Mientras la cosecha de soja y maíz toman ritmo, en el campo ya se abrió la discusión por los alquileres agrícolas para la próxima campaña. Después de que gran parte de los contratos para el ciclo actual se cerrara con alquileres en niveles récords, lo que provocó un cimbronazo cuando sobrevino la caída de los precios de los granos, ahora están en escena duras negociaciones de los inquilinos por lograr una baja en quintales fijos. Además, están presionando por conseguir más contratos a porcentaje a la cosecha.
"Hay muchos casos donde los contratos se están ajustando en un 30 o 40% para abajo", señala un informe de la consultora Openagro, al que accedió LA NACION. Según Openagro, también hay en marcha conversaciones para cerrar contratos directamente a porcentaje. "Sobre todo para sembrar maíz, ya que los números no cierran de otra forma", indica el trabajo. "Con rindes en baja, el productor no quiere saber nada con alquileres en dólares por adelantado", agrega.
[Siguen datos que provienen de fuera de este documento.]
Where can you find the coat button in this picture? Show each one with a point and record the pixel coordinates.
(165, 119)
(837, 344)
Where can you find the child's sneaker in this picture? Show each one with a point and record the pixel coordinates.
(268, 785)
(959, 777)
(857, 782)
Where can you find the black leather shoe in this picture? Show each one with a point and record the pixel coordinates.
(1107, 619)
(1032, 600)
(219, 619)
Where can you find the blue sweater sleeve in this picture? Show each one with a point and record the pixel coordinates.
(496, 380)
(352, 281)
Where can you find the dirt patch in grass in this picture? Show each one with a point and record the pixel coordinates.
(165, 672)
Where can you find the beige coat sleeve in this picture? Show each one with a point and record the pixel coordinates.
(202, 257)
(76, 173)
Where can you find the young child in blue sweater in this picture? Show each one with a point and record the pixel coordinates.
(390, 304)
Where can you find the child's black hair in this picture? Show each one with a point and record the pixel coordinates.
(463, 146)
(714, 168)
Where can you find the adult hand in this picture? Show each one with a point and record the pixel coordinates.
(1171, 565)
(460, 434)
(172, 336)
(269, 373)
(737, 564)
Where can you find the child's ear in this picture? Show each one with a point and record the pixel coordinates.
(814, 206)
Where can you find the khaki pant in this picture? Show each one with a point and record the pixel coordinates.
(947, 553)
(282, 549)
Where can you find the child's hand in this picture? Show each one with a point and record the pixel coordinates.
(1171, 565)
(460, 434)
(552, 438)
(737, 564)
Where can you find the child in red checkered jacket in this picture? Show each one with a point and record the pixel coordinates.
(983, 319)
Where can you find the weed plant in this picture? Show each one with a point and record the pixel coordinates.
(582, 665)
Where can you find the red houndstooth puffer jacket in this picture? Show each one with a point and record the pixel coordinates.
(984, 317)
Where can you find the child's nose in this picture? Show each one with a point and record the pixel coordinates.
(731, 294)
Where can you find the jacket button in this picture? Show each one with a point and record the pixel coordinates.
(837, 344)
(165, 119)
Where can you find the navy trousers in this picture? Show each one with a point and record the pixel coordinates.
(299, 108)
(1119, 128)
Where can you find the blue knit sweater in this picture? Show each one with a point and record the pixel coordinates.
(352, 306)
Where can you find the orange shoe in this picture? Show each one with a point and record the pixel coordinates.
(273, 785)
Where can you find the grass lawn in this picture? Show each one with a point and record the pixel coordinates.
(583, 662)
Otra de las modalidades que se están discutiendo es alcanzar un convenio con el dueño del campo y entregarle un monto de dinero menor a cuenta de un porcentaje final a cosecha. Se busca arreglar un 30% del rendimiento para el propietario del campo, pero se le da en forma de adelanto entre 60 y 70 dólares por hectárea. Luego, una vez que se cosecha se ajusta la diferencia. "Se está buscando diversificar el riesgo en un año difícil para los productores debido a la falta de liquidez que existe. Además, los bajos rendimientos por la sequía y los menores precios de los granos hacen que sea una campaña donde el ajuste vendrá por los costos", afirma la consultora Openagro.
Negociaciones
Desde la firma Madero & Lanusse, Marcos Lanusse comentó a LA NACION que la tendencia en los alquileres es "bajista". "Estamos en negociaciones por renovaciones y hay un tire y afloje por una quita del precio de un 20/25%", expresó. "La propuesta es pagar un importe mínimo a la firma del contrato y el saldo a cosecha", agregó.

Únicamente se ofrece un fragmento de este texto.